Provavelmente, o Sr. Freitas já tinha orientado alguém para preparar tudo com antecedência.
Ela assentiu e, apressada, levou Maia para trocar de roupa.
Quando saíram novamente, o cenário na praia já estava transformado: haviam montado guarda-sóis, cadeiras de praia e uma mesa, tudo disposto de forma acolhedora.
Sobre a mesa, havia sucos e diversos petiscos!
Quanto a Vicente Freitas, já tinha tirado o paletó do terno e vestia apenas uma camisa branca, com as mangas dobradas até os cotovelos, revelando braços de linhas harmoniosas. No pulso, o terço de contas de madeira destacava-se na pele alva, transmitindo uma mistura de serenidade e certo ar reservado.
Até mesmo as barras da calça social estavam levemente dobradas.
Era a primeira vez que Lília Andrade o via assim.
Menos formal e rígido, mais acessível e próximo!
— Tio, já troquei de roupa.
Maia aproximou-se nesse momento, falando com a voz fina e delicada de criança.
Vicente Freitas olhou para ela.
A funcionária havia preparado para as duas um conjunto de roupas de praia combinando, de estilo discreto, mas ainda assim, as duas chamavam a atenção.
Maia, fofa e encantadora, vestia um pequeno maiô preto, tornando sua pele ainda mais clara e suave.
Já Lília Andrade, com as curvas realçadas pelo tecido justo, exibia pernas longas e elegantes.

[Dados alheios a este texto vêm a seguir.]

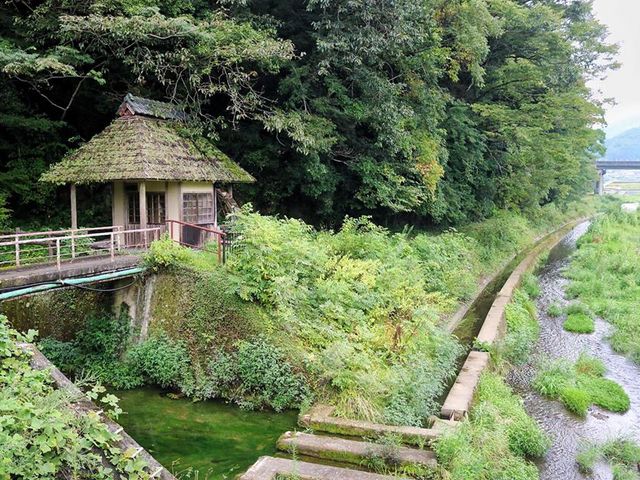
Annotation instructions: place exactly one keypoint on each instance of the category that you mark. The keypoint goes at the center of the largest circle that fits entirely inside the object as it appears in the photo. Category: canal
(568, 431)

Mesmo sendo um traje simples e recatado, ela conseguia transmitir uma certa sensualidade, sem esforço.
Lília Andrade sentiu-se um pouco desconfortável, até mesmo um pouco envergonhada.
Já fazia anos que não usava um maiô.
A última vez tinha sido na época da escola.
No entanto, Vicente Freitas lançou-lhe apenas um olhar rápido e logo desviou o olhar, dizendo naturalmente para Maia:
— Pedi para prepararem alguns brinquedos para você. Quer desenhar na areia, construir um castelo ou procurar conchinhas?
Maia piscou, surpresa.
Nunca tinha feito nenhuma dessas coisas; queria experimentar todas.
— Posso... fazer tudo?
Ela abriu bem os olhos escuros, pedindo com doçura.
Vicente Freitas sorriu de canto.
Agora, com o sol, as nuvens brancas e o mar, seus olhos se abriram para novas possibilidades.
De repente, sentiu como se tivesse renascido.
De bom humor, seus gestos ficaram mais soltos.
Começou a brincar com Flash aos seus pés, girando, pisando na água.
O cachorrinho, molhado, sacudia-se com tanta energia que parecia um pião girando.
Lília Andrade riu com vontade…
Vicente Freitas notou a mudança nela e ficou surpreso por alguns segundos.
Era a primeira vez que via esse lado despreocupado de Lília Andrade.
Nas vezes anteriores, ela sempre se mostrava contida e reservada.
Sempre que falava com ele, por depender de sua ajuda, mantinha uma postura humilde.
Agora, com a espontaneidade, ela brilhava, radiante, como uma universitária despreocupada, impossível imaginar que era mãe de uma criança.
Vicente Freitas a observou por um instante, o olhar tornando-se mais profundo.
Teve a impressão de que talvez, finalmente, estivesse vendo o verdadeiro eu de Lília Andrade.